Under IFRS 16, lessor accounting remains largely unchanged from IAS 17:

  • Classify leases as operating or finance leases

  • Finance lease: Derecognize asset, recognize net investment in lease

  • Operating lease: Continue to recognize asset and record lease income


US GAAP (ASC 842) also retains classification of leases by lessors as:

  1. Sales-type lease

  2. Direct financing lease

  3. Operating lease


However, the classification criteria under US GAAP are more detailed, involving:

  • Transfer of ownership

  • Bargain purchase options

  • Lease term relative to asset life

  • Present value of payments

  • Specialized nature of the asset


Disclosure requirements enhance transparency around lease obligations and assumptions.
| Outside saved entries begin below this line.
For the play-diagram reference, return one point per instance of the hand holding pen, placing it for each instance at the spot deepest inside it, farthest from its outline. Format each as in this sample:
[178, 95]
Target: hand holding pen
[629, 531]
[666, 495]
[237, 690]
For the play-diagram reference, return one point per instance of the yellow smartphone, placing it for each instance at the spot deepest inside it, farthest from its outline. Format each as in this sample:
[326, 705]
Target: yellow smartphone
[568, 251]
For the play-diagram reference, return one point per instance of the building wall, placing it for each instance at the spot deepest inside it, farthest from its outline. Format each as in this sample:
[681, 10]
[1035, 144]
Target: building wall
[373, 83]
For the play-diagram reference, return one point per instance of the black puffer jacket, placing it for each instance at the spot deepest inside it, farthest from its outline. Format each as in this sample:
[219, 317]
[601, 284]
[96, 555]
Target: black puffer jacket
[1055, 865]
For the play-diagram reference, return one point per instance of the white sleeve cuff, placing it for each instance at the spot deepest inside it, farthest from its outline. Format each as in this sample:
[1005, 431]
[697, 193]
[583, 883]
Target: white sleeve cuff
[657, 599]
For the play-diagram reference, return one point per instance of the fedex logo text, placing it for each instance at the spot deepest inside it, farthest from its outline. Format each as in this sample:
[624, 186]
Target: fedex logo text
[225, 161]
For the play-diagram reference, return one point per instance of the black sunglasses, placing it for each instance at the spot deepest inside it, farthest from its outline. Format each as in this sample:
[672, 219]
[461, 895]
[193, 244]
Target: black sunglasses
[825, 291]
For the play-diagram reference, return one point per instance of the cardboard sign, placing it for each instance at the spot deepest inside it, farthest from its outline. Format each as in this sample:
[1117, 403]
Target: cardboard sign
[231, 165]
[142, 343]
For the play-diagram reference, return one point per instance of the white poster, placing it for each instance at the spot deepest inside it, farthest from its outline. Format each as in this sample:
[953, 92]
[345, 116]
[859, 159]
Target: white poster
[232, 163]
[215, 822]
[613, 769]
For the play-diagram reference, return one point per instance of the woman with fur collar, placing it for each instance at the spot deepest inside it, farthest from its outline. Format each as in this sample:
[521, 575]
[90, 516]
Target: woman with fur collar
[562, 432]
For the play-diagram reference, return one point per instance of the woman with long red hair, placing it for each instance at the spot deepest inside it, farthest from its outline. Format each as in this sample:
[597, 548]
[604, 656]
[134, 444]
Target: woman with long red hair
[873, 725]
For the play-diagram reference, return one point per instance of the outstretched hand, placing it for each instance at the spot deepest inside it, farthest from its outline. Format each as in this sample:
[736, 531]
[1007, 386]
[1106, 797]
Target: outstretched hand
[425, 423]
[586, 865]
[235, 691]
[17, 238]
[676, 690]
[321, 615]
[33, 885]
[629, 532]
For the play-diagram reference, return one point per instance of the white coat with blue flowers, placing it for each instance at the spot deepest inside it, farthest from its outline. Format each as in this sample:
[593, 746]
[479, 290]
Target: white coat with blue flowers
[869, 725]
Both IFRS 16 and ASC 842 require extensive disclosures, including:

  • Breakdown of lease expenses

  • Maturity analysis of lease liabilities

  • Discount rates and assumptions

  • Changes in ROU assets and liabilities

  • Cash flow impacts (operating vs. financing)


IFRS 16 focuses on aggregated lease expense, maturity profile, and key judgments made (e.g., term extension assumptions).


US GAAP provides detailed requirements for tabular reconciliation and income statement impacts by lease type.


Key differences between IFRS and US GAAP for lease accounting.

Aspect

IFRS 16

US GAAP (ASC 842)

Lessee model

Single model (finance lease approach)

Dual model: operating vs. finance

Income statement impact

Depreciation + interest (front-loaded)

Straight-line for operating leases

EBITDA impact

Higher EBITDA (no lease expense)

Lower EBITDA for operating leases

Low-value lease exemption

Allowed

Not allowed

Lessor classification

Operating vs. finance

Operating, direct financing, sales-type

Disclosure emphasis

Aggregate totals + key judgments

Lease type reconciliation + maturity analysis


The lease accounting models under IFRS and US GAAP are converged in scope but diverged in presentation, particularly in lessee accounting. These differences impact profitability metrics, financial ratios, and comparability, making it essential for multinational companies, analysts, and auditors to adjust interpretations accordingly when evaluating financial reports prepared under different frameworks.